I've a big +1 on changing email config to a dictionary to support multiple 
backends as it's very much a common occurrence for both clients of mine and 
for my own businesses. Most of the use cases are when they main site sends 
emails from no-reply@ such as for password resets but then when alternative 
email are required for sales and/or customer service email address where 
it's handled via the website. Currently I end up creating a custom 
settings.py dictionary to store the settings so I can then refer to that 
using the connection for swapping the backend to send from.

On Sunday, 30 January 2022 at 11:14:54 UTC f.apo...@gmail.com wrote:

> Hi Jacob,
>
> I wouldn't be opposed to move email configuration into a dictionary 
> (somewhere between -0 and +0). Although if we plan to do that we should 
> rethink all the existing session variables and other as well I guess and 
> figure out if we should move more settings to dictionaries. 
>
> > why shouldn't it makes sense to have different email backends? If you 
> have a staging system you may want to use you local SMTP-relay, while in 
> production
> you may for instance use AWSs SES 
> <https://docs.aws.amazon.com/ses/latest/dg/Welcome.html> service.
>
> This specific example at hand is imo not a good motivator to add support 
> for multiple backends because the settings would imo be different. Take 
> databases as an example: You also don't have staging/production in there 
> but switch the actual values in the default database.
>
> > `EMAIL = [...]`
>
> I am not sure a list makes sense here and would go for similarity with 
> CACHES & DATABASES since you'd usually identify the backend via a unique 
> name or so. Also DATABASES & CACHES have an OPTIONS dict which is the 
> passed on to the backend, I think we should follow suit here.  
>
> > Personally, I would prefer SMTP = {...}
>
> I do not think SMTP would be a good fit because many services allow HTTP 
> submission, so what we are sending is actually an email and smtp is just a 
> protocol implementation in the backend of AWS SES or so.
>
> As for other email backends that do require different options: I do not 
> see an issue when they simply take `EMAIL_AWS_SES_KEY` and document it as 
> such; this doesn't require us to add more flexibility to email backends…
>
> So I guess it boils down to the following questions:
>
>  * Do we want to support multiple (at the same time) email backends, if 
> yes we would move to a settings dict anyways…

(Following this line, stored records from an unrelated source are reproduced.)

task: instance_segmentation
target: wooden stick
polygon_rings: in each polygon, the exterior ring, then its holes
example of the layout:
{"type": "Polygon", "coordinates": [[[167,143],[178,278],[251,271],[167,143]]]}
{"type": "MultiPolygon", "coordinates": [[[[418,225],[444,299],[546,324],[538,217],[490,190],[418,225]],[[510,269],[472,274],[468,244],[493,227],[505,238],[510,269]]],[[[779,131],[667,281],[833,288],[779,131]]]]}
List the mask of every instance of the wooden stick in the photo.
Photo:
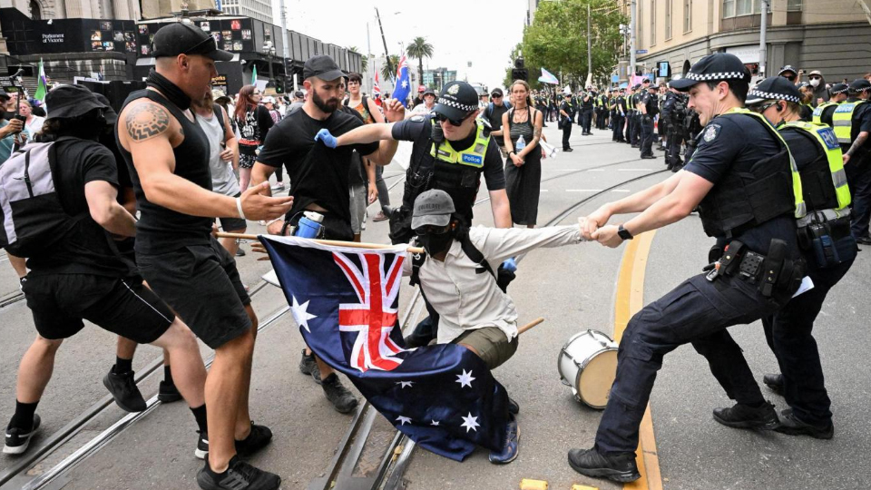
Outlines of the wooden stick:
{"type": "MultiPolygon", "coordinates": [[[[218,238],[235,238],[241,240],[258,240],[257,235],[246,234],[246,233],[224,233],[223,231],[219,231],[217,233],[218,238]]],[[[382,243],[358,243],[357,241],[339,241],[337,240],[316,240],[316,239],[305,239],[311,240],[316,243],[320,243],[321,245],[330,245],[333,247],[349,247],[351,249],[392,249],[393,245],[384,245],[382,243]]],[[[424,253],[424,250],[420,247],[408,247],[407,250],[411,253],[424,253]]]]}
{"type": "Polygon", "coordinates": [[[526,330],[532,328],[533,327],[534,327],[534,326],[536,326],[536,325],[538,325],[538,324],[540,324],[540,323],[542,323],[542,322],[543,322],[543,321],[544,321],[544,318],[543,318],[543,317],[539,317],[539,318],[533,319],[533,321],[527,323],[526,325],[524,325],[524,326],[521,327],[520,328],[517,328],[517,335],[520,335],[520,334],[525,332],[526,330]]]}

>  * If the answer to the above is no, what value does putting it into a 
> single dict give us?
>
> In the past I think I have argued for a SECURITY_HEADERS (or similar) dict 
> because it allows us to check the dictionary keys easily for typos; emails 
> probably don't suffer from that problem as badly as security related 
> settings.
>
> I hope this can get the discussion going.
>
> Cheers,
> Florian
> On Sunday, January 30, 2022 at 9:29:27 AM UTC+1 jacob...@gmail.com wrote:
>
>> Well, that ticket is 8 years old and in the meantime other email backends 
>> have emerged, requiring different configuration options.
>> I made this proposal after attempting to fix a 14 year old open ticket 
>> #6989 but this was ultimately postponed, see comment by
>> Carlton Gibson on 
>> https://github.com/django/django/pull/13728#issuecomment-987762791
>>
>> To summarize the discussion from 7 years ago
>>
>> Collin Anderson wrote:
>>
>>> I don't see any benefit to moving email settings to a dictionary. It is 
>>> helpful for databases and caches because there can be multiple backends.  
>>
>> It makes the popular "from local_settings import *" convention harder to 
>>> use. What's wrong with 6 individual settings? If the goal is to allow
>>
>> multiple email backends, then let's make that the ticket goal.
>>
>>  
>> and Carl Meyer replied:
>>
>>> I agree with Collin; unless we are adding new capabilities (i.e. 
>>> multiple configured email backends, which it seems nobody really wants), 
>>> it's hard 
>>
>> to find any actual benefit from this change to justify the churn (and the 
>>> additional complexities of working with dictionary settings in 
>>> partial-override scenarios).
>>
>>  
>> why shouldn't it makes sense to have different email backends? If you 
>> have a staging system you may want to use you local SMTP-relay, while in 
>> production
>> you may for instance use AWSs SES 
>> <https://docs.aws.amazon.com/ses/latest/dg/Welcome.html> service. That 
>> service may require additional configuration settings not available in the 
>> local smtp backend.
>> I can also imagine that in some situations it may make sense to have two 
>> email backends concurrently. We maybe should rethink about that.